El secretario de Guerra de Estados Unidos, Pete Hegseth, afirmó que la administración estadounidense no descarta una intervención militar en Cuba y advirtió al Gobierno de La Habana sobre la determinación del presidente Donald Trump de «hacer valer las prerrogativas estratégicas» de Washington.
Durante una visita a Panamá en el marco de un evento de la coalición militar impulsada por Estados Unidos contra los cárteles latinoamericanos, el funcionario señaló la postura del Ejecutivo estadounidense. «Como ya he dicho antes, y creo que habéis visto lo que ha ocurrido en otros casos, todas las opciones están sobre la mesa, incluidas las militares», declaró Hegseth ante la prensa.

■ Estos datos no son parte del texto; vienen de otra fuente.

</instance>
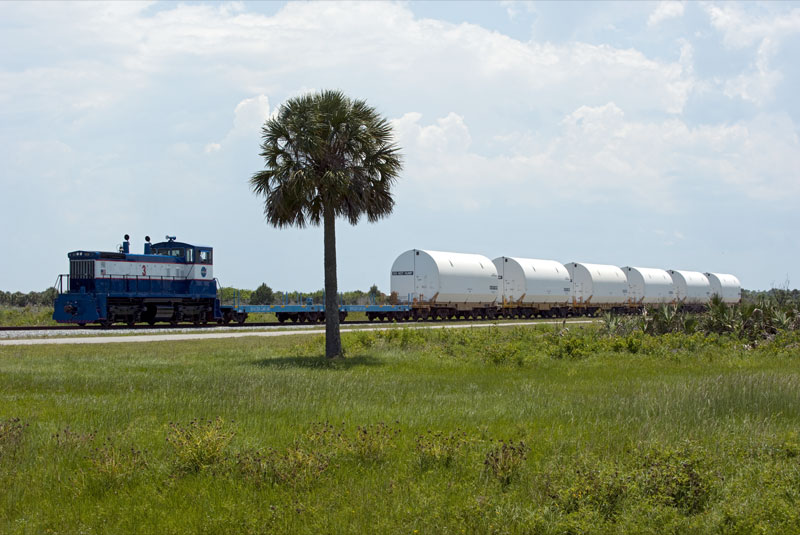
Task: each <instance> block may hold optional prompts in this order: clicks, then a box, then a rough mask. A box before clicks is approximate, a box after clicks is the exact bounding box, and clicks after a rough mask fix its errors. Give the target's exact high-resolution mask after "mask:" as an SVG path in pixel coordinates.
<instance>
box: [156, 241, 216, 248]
mask: <svg viewBox="0 0 800 535" xmlns="http://www.w3.org/2000/svg"><path fill="white" fill-rule="evenodd" d="M153 247H159V248H161V247H197V248H199V249H212V247H210V246H208V245H192V244H191V243H184V242H182V241H160V242H158V243H154V244H153Z"/></svg>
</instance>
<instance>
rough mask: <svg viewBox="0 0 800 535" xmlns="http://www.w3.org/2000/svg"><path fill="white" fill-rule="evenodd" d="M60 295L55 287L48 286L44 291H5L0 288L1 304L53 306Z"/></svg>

El titular del Departamento de Guerra manifestó que la isla «haría bien en prestar atención a la voluntad del presidente Trump de hacer valer las prerrogativas estratégicas estadounidenses». Asimismo, enfatizó que «nadie puede compararse con Estados Unidos» y consideró que la presencia de actores como China y Rusia en el hemisferio ha sido «bastante insignificante». En referencia al acercamiento de diversos países hacia la Coalición contra Cárteles de las Américas (A3C), Hegseth agregó: «Los rusos, cubanos, iraníes y Venezuela… La forma en que esos países se han acercado a Estados Unidos y a la Coalición contra Cárteles de las Américas (A3C) demuestra que entienden dónde reside el equilibrio de poder, especialmente en este hemisferio. Y eso, sin duda, se aplica a Cuba».
Las declaraciones se suman a pronunciamientos previos del mandatario Donald Trump, quien indicó que Cuba «se está acercando» a Washington tras décadas de distanciamiento, poco después de que el Departamento del Tesoro aprobara sanciones contra Miguel Díaz-Canel, Raúl Castro y otros funcionarios. En junio, Trump hizo mención a la posibilidad de una operación militar en la isla similar a las realizadas en Venezuela e Irán, aun definiendo su postura como «flexible». «La diferencia es que Venezuela tiene petróleo, Cuba no. Cuba tiene buenas propiedades y una costa preciosa», afirmó el mandatario, asegurando que las autoridades cubanas tienen «muchísimas ganas» de entablar un diálogo con su Gobierno.
Por su parte, el secretario de Estado de Estados Unidos, Marco Rubio, sostuvo que el país caribeño avanzará hacia «una senda irreversible hacia un futuro muy diferente» antes de que concluya el mandato presidencial el 20 de enero de 2029. «Estoy convencido de que Cuba, antes de que termine este Gobierno, estará en una senda irreversible hacia un futuro muy diferente», declaró el jefe de la diplomacia estadounidense. Rubio precisó que en la isla deberá darse una «transición», advirtiendo que «no se puede tener algo en pie durante 70 años —que echa raíces— y luego pensar que, de la noche a la mañana, se va a arrancar todo de raíz y a plantar algo completamente nuevo».
El titular de la diplomacia enfatizó el interés estratégico de Washington en este proceso. «Cuba es sin duda una prioridad para nosotros porque redunda en nuestro interés nacional», subrayó Rubio, quien destacó su «conexión personal» con la nación caribeña. A su juicio, la coyuntura actual difiere de etapas previas. «Por primera vez en su historia, Cuba carece de dos elementos en los que siempre se había apoyado: un patrocinador externo y la falta de atención de Estados Unidos», precisó, vinculando el escenario a la captura del mandatario venezolano Nicolás Maduro en enero por parte de fuerzas estadounidenses.
A raíz de dicho acontecimiento, la administración estadounidense implementó un bloqueo petrolero contra la isla. En este contexto, Cuba registró recientemente dos apagones masivos en un periodo de 24 horas, acentuando los problemas de acceso a agua, el alza en los precios de productos básicos y la interrupción de servicios esenciales. Al referirse a las dificultades que afronta el país, Rubio concluyó que «sin duda, esta situación no va a desaparecer en los próximos dos años y medio».
En el ámbito interno, la estatal Unión Eléctrica (UNE) reportó que los 9,4 millones de habitantes de la isla contaron con un promedio de dos a tres horas de electricidad durante la jornada del miércoles. La entidad estimó que el punto más alto de interrupción afectó al 69% del territorio nacional de forma simultánea. Frente a una demanda máxima proyectada en 3.250 megavatios (MW) para las horas de mayor consumo, la UNE previó una capacidad de generación de apenas 1.053 MW, en medio de una crisis del Sistema Electroenergético Nacional que las autoridades han catalogado de «crítica» y que responde a deficiencias de infraestructura e inversión acumuladas por décadas, sumadas al impacto de las medidas dictadas desde Washington.